FHC aplaudiu a decisão da presidente do Supremo Tribunal Federal, Cármen Lúcia, de homologar os 77 acordos de delação da Odebrecht. “Era preciso fazer. Acho que a ministra agiu direito.” Entre os personagens citados nas delações estão Michel Temer e três presidenciáveis do PSDB: Aécio Neves, Geraldo Alckmin e José Serra.

Vai abaixo a transcrição da entrevista de FHC:

— Que avaliação faz do governo Michel Temer? Creio que, com todas as dificuldades, há sinais corretos na política econômica, que permitem imaginar uma saída do buraco. Eu não imaginava que o governo Temer fosse conseguir no Congresso tanto quanto ele conseguiu.

— Refere-se à aprovação da emenda do teto de gastos? O governo conseguiu aprovar a emenda do teto dos gastos públicos. Também alterou a legislação de exploração do petróleo, que não é pouca coisa. Está mexendo na estrutura do ensino médio. São coisas muito difíceis. E o governo foi fazendo. Vamos ver agora o que vai acontecer com a reforma da Previdência, que também é muito difícil. Acho que o Congresso, vendo que o déficit é alto, pode avançar. Sei que é difícil porque também enfrentei o problema. Alguma coisa nós fizemos. Perdemos uma votação sobre idade mínima para aposentadoria por um voto.

— Não receia que o agravamento da crise política prejudique a política econômica? Se piorar muito, pode prejudicar. Mas como está, creio que não. Eu me lembro da época em que fui ministro da Fazenda. Havia uma situação caótica, semelhante à atual. Tivemos o impeachment, o escândalo dos anões do Orçamento, o governo era de transição. A tese que eu defendia, nas conversas com a minha equipe na época, era a seguinte: olha, nós só conseguimos fazer alguma coisa quando está tudo desorganizado. Quando os interesses estão encastelados, você não muda nada. Nesse momento, está tudo caótico, tudo meio solto, todo mundo meio tonto. Inclusive o setor político. É nesses momentos de caos que o país consegue caminhar. Basta que haja um rumo e alguma insistência. É claro que tem limites para isso. Se a crise ficar muito grande, perde o controle.

— Sua tese é de que Michel Temer deve aproveitar a desorganização política para avançar nas reformas? É o que eu acho. Creio que o governo, bem ou mal, está tentando fazer isso. Até aqui, teve algum êxito. Mesmo que ele não tenha plena consciência de todos os movimentos que está propondo, mesmo que não seja capaz de explicar à sociedade a direção que vem adotando, o fato é que ele caminha numa boa direção, recoloca a economia no bom caminho.
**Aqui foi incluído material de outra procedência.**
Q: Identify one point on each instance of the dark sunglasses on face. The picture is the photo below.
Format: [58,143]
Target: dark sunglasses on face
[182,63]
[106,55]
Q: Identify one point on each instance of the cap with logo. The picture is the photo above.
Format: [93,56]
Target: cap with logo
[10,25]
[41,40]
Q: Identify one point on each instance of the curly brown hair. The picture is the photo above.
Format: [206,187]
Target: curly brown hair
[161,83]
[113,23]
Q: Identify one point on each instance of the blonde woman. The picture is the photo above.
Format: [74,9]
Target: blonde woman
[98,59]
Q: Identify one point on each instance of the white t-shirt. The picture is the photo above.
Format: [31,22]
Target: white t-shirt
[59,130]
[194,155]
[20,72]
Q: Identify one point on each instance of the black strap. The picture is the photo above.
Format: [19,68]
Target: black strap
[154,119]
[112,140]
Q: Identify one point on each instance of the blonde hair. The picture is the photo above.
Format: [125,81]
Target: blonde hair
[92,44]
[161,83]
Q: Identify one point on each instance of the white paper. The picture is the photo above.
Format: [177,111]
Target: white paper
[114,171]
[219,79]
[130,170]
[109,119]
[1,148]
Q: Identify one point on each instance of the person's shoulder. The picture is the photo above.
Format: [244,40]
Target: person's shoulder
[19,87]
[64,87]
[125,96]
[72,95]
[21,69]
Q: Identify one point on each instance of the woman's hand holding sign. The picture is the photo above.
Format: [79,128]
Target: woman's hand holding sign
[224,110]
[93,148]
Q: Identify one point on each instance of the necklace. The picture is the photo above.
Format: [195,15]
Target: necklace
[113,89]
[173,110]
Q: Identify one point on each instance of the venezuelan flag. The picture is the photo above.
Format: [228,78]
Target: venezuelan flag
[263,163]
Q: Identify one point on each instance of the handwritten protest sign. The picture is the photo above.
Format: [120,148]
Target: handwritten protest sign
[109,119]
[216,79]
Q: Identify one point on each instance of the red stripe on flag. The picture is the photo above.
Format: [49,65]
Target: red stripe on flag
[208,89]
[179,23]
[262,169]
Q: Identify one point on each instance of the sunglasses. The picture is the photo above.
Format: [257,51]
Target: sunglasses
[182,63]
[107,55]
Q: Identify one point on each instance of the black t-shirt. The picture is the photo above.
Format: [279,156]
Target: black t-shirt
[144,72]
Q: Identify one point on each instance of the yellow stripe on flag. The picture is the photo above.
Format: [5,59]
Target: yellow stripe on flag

— O PSDB poderia desistir do processo que ajuizou no TSE para cassar a chapa Dilma-Temer? Não dá mais para retirar, porque é uma ação pública. Não pode mexer.

— Acha que seria ruim se houvesse a cassação do mandato de Temer? É ruim, porque vai haver uma complicação muito grande. Mas acho que os dados já estão jogados. O que tiver que acontecer, vai acontecer. Espero que não aconteça nada que leve a uma comoção maior.

— Até porque, numa eleição indireta feita pelo Congresso, a encrenca poderia cair no seu colo, não? Deus me livre!

— Acha que foi acertada a decisão da ministra Cármen Lúcia de homologar as delações da Odebrecht antes da indicação de um substituto para o ministro Teori Zavscki na relatoria da Lava Jato? Creio que foi acertada a decisão. Ela assumiu a responsabilidade dela como presidente da Corte. Tem brecha no regimento para isso. Era preciso fazer. Acho que a ministra agiu direito.